Color is the spice of design (said Jack Bredenfoerder, director of BV Color Strategy, in a recent webinar) It is so true! Color evokes emotion, creates a mood, influences purchasing and opinions, and much more. Colors work together to place more emphasis on certain areas of a document or web page and to direct the viewer’s eye to the most important information.

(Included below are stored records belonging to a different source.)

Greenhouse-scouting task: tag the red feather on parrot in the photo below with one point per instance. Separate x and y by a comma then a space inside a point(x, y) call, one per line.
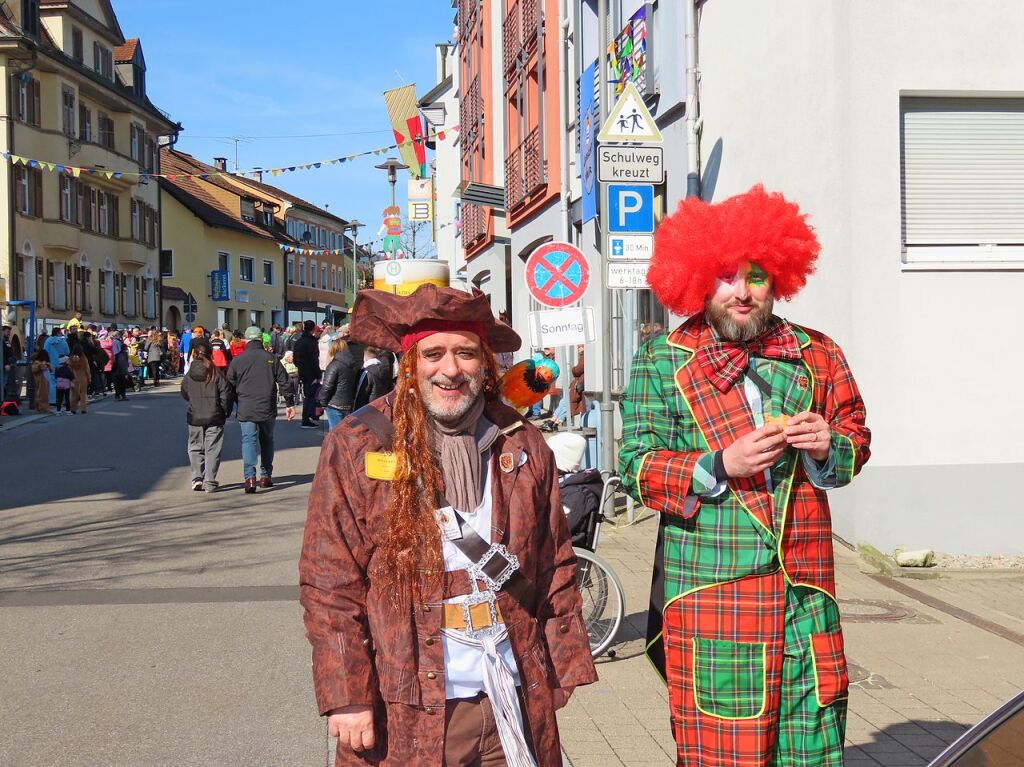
point(527, 382)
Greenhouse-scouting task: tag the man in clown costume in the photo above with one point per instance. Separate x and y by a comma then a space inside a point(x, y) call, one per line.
point(734, 426)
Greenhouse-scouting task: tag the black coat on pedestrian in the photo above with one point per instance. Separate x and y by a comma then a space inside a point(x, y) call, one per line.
point(255, 376)
point(305, 354)
point(374, 382)
point(210, 401)
point(338, 386)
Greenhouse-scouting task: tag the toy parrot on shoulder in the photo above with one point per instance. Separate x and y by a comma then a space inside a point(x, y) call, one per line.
point(527, 382)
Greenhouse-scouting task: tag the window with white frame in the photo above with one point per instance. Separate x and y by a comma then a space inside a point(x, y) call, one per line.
point(68, 111)
point(963, 179)
point(67, 200)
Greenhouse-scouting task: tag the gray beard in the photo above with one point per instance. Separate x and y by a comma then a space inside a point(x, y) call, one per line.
point(731, 331)
point(451, 415)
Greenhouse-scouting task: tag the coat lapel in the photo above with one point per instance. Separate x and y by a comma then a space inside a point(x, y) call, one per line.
point(722, 418)
point(506, 448)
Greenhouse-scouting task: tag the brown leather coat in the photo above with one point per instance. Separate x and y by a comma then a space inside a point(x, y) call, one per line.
point(367, 651)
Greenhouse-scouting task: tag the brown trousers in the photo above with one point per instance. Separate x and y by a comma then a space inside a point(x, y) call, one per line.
point(470, 734)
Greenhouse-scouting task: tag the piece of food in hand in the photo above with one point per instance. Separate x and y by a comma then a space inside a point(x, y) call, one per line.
point(526, 383)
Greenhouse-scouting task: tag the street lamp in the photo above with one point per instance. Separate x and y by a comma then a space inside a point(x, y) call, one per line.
point(392, 167)
point(354, 225)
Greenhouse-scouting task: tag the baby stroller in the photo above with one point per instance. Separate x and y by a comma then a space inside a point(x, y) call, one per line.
point(585, 496)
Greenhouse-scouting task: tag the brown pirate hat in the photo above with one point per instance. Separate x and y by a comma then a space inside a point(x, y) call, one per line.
point(395, 323)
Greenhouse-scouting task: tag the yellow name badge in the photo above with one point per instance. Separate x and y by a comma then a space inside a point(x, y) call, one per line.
point(381, 465)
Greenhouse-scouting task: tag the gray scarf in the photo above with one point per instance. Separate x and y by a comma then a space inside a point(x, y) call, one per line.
point(459, 446)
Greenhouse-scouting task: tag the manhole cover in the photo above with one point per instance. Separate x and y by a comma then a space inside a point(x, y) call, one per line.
point(880, 611)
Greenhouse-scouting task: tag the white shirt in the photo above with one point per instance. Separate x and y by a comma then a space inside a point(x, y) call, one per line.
point(464, 664)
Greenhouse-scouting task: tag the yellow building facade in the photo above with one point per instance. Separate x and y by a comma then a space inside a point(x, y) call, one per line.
point(75, 240)
point(318, 269)
point(214, 225)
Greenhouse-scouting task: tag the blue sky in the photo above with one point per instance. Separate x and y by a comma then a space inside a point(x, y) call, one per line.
point(260, 70)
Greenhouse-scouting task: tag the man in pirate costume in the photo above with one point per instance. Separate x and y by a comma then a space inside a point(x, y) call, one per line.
point(437, 572)
point(734, 426)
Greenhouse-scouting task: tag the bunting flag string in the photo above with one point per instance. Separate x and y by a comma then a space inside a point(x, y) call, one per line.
point(78, 171)
point(298, 250)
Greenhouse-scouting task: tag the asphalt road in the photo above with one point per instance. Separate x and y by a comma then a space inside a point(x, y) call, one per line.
point(141, 623)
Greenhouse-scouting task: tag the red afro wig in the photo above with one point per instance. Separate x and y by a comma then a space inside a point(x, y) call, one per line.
point(701, 242)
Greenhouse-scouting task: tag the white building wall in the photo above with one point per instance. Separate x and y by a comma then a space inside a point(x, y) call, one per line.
point(804, 96)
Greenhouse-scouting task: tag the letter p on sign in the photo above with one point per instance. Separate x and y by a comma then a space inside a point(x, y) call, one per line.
point(631, 208)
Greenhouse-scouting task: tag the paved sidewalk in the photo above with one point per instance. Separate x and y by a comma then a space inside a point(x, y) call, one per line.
point(920, 675)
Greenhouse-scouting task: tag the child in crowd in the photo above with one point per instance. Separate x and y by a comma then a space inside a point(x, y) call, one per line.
point(65, 377)
point(41, 375)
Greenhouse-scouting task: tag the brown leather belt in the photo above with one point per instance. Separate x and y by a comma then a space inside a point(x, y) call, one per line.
point(454, 616)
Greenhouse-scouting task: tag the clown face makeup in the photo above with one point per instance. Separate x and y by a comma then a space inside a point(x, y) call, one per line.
point(740, 307)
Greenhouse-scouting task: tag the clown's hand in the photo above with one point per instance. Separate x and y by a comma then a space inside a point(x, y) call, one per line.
point(755, 452)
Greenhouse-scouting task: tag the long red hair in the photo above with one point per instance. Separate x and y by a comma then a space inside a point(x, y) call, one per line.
point(410, 551)
point(701, 242)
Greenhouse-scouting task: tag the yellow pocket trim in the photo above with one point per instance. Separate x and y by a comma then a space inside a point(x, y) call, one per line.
point(764, 682)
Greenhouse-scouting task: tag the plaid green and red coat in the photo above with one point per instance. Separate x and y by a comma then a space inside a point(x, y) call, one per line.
point(672, 415)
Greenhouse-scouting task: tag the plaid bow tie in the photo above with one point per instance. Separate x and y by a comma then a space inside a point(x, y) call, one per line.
point(725, 361)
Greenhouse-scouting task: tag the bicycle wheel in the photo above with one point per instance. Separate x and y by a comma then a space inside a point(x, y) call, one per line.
point(603, 600)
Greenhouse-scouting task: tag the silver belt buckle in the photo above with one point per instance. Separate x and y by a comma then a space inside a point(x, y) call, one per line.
point(478, 597)
point(500, 562)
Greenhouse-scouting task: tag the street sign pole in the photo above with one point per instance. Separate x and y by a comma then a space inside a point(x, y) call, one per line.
point(607, 407)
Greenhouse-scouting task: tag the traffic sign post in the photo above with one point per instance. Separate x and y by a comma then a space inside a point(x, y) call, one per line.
point(557, 274)
point(631, 247)
point(628, 274)
point(630, 208)
point(630, 121)
point(617, 164)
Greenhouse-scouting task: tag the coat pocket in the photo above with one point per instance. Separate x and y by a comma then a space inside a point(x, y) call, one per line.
point(729, 678)
point(832, 681)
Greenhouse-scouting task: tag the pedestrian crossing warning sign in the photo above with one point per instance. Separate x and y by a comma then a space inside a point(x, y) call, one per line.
point(630, 121)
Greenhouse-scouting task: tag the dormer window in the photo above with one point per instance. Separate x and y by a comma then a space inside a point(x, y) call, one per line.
point(102, 60)
point(77, 45)
point(30, 17)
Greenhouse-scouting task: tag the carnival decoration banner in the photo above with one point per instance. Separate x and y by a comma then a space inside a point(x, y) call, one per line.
point(408, 126)
point(78, 171)
point(628, 53)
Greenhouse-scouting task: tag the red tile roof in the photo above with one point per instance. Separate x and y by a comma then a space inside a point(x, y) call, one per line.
point(125, 53)
point(194, 193)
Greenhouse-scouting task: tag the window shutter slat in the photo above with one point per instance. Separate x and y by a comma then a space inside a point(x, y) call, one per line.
point(963, 171)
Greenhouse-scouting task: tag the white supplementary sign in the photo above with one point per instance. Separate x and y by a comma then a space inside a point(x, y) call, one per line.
point(561, 327)
point(628, 274)
point(631, 164)
point(630, 121)
point(631, 247)
point(421, 207)
point(392, 272)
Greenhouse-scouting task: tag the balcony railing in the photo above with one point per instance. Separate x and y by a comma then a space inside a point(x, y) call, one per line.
point(524, 170)
point(471, 112)
point(528, 36)
point(474, 224)
point(511, 38)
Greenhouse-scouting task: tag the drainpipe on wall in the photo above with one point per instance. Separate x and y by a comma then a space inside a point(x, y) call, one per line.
point(692, 103)
point(563, 150)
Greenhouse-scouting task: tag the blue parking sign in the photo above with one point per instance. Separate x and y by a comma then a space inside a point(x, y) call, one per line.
point(631, 208)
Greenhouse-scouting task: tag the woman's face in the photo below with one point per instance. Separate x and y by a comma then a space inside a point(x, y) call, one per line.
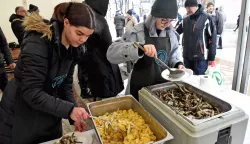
point(76, 35)
point(162, 23)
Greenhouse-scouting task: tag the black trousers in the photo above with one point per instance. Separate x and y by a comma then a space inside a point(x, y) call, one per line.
point(199, 67)
point(3, 81)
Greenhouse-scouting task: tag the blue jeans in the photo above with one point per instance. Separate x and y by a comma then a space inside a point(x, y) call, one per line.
point(199, 67)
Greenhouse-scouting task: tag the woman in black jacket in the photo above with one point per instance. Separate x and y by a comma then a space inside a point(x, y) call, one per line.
point(40, 95)
point(104, 78)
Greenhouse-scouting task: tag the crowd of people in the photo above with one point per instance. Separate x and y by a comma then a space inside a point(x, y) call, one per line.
point(40, 94)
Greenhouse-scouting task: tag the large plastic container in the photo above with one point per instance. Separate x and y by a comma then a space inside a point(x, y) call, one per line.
point(226, 128)
point(125, 103)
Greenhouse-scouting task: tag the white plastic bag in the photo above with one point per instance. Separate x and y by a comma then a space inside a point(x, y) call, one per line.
point(215, 74)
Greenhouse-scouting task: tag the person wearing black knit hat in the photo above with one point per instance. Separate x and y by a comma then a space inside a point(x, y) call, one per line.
point(158, 38)
point(199, 38)
point(130, 21)
point(33, 8)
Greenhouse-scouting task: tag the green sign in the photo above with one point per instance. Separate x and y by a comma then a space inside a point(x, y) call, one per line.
point(218, 77)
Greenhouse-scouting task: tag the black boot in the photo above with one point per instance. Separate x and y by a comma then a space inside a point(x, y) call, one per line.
point(86, 93)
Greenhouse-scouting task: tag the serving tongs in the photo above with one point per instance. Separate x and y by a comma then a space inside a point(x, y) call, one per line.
point(172, 73)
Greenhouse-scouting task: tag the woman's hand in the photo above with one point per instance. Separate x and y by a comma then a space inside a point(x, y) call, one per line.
point(150, 50)
point(181, 67)
point(79, 125)
point(79, 114)
point(12, 66)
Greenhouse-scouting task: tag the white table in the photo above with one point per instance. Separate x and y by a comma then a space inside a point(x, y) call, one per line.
point(240, 100)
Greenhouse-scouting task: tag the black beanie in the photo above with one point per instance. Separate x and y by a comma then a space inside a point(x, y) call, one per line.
point(129, 12)
point(165, 9)
point(209, 4)
point(32, 8)
point(191, 3)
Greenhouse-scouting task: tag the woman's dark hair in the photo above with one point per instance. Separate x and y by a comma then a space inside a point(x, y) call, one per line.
point(78, 14)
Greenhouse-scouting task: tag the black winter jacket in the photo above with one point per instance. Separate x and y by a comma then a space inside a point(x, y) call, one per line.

Basic Information About Color Modes

RGB

When you are looking at the screen of a computer or mobile device, you are viewing color in RGB, which is an additive color model, using red, green, and blue light to produce the colors you see. These colors may not only appear to look different on separate devices but also on the same computer using different browsers.

CMYK

CMYK is referred to as four-color process. CMYK, a subtractive model, makes up the color spectrum in print. CMYK stands for Cyan, Magenta, Yellow and Key. The K stands for key because the other plates (cyan, magenta and yellow) are aligned with the key of the black plate. The different color inks are actually small patterns of the primary colored and black dots that the eye sees as the intended colors. This works by masking the colors on a lighter or white background. The ink reduces the light that would otherwise be reflected.

PMS or Spot Colors

The Pantone Matching System was developed in 1963 to identify, match and create colors for the graphic arts industry as a standardized color reproduction system. Pantone colors are identified by numbers (eg PMS-186) The Pantone Color Matching System has been expanded to accommodate digital technology. PMS colors are used as “spot” colors in printing, usually in cases when printing four colors does not fit the budget. Many businesses have one or more PMS colors in their logo as their corporate identity. In that case, they may print in CMYK and add the brand’s PMS color or colors to the job. This is necessary since the CMYK equivalent is often inconsistent with the closest PMS color.

Color Inconsistencies

A client prints out a pdf proof and is concerned it looks different than on screen. First of all, on screen they are viewing it in RGB. On top of that, when using desktop printers, the colors will print out differently than the final product produced by a commercial printer. The only way to be sure of accurate color is by looking at the press proof provided by the printer.

Another consideration is the paper. Uncoated sheets may produce slightly muted or darker colors due to dot gain. The paper absorbs a bit more of the ink, where on a coated sheet, the ink lays on top of the sheet, producing brighter colors.